Putin warned Kiev not to get NW

October 19, 2024

Why Zelensky wishes to get NW?

On October 18, 2024 Russian President Vladimir Putin in a clear-cut strong public statement said that Moscow would never allow Kiev to acquire nuclear weapons (NW), and any attempt to do this would be met with an appropriate Russian reaction. It was his first response to ex-Ukrainian president Vladimir Zelensky’s suggestion that Ukraine would need NW, should it not be granted NATO membership.

After promoting his ‘victory plan’ for the conflict with Russia to European officials, Zelensky disclosed on October 17 that speaking to Donald Trump while visiting the USA last month he told him: “What is the way out for us?’ Either Ukraine will have nuclear weapons, and they will serve as protection, or we need to be in some kind of an alliance. We don’t know any effective alliances except NATO”.

A-bomb on short notice

Zelensky’s “victory-plan” contains a provision to invade and capture Moscow and Leningrad plus two other Russian Central Regions. It reminds Hitler’s “Barbarossa Blitzkrieg” war plan hammered out by Nazi Germany before it started a massive aggression against the USSR in June 1941. The invasion force that time included 183 German divisions and 13 brigades, all of which were destroyed later.

Zelensky added that Kiev stands ready to produce an A-bomb on short notice, saying that the nuclear talk was only meant to imply there was no alternative for Ukraine to join the US-led nuclear transatlantic alliance.

Moscow’s response

Commenting on such a statement on October 18 at a press conference for media from BRICS countries in Moscow Putin said that Zelensky’s announcement was “another dangerous provocation.” 

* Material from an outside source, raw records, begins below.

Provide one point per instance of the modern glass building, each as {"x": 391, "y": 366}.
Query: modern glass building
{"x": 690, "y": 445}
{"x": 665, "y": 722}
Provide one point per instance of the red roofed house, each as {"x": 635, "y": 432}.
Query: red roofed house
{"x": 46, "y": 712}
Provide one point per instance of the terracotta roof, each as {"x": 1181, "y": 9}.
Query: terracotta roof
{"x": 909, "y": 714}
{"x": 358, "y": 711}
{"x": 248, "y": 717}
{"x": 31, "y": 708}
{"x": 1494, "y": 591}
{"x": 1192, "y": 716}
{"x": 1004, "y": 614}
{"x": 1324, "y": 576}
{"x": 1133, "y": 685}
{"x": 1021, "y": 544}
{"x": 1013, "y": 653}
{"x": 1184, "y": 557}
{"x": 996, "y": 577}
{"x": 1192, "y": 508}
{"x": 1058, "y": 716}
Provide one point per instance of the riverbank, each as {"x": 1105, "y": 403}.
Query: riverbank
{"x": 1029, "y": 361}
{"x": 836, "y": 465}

“I can say this: Russia will not allow such a thing under any circumstances”, the Russian President underscored.


 

Ukraine’s political leadership has repeatedly expressed a desire for NW, “even before the crisis turned hot,” Putin noted.

E.g., in February 2022, in a speech at the International Security Conference in Munich weeks before the escalation of the Ukrainian aggression against Donbass, Zelensky expressed regret at the decision to become a nuclear-free nation, suggesting that his country had “every right” to reverse it. By the mid 1990s Ukraine possessed both Soviet strategic/tactical NW and their means of delivery, but all of them had been totally returned to Russia.

What if Kiev is supplied with NW?

Asked whether another country, such as the UK, could secretly provide Ukraine with NW, the Russian leader said that it would be “impossible to hide,” and that Moscow is “capable of tracking down any movement in this direction.”

Last month, Putin announced a series of changes to Russia’s nuclear strategy, expanding the criteria for the use of the strategic nuclear deterrent. The move came as Kiev was requesting that NATO countries lift the restrictions on the use of foreign-supplied longer-range weapons for strikes deep inside continental Russia. The amended document also extended Russia’s nuclear umbrella to Belarus.

So far, the strategy has not been enacted by a presidential decree, and therefore has not been made public in full.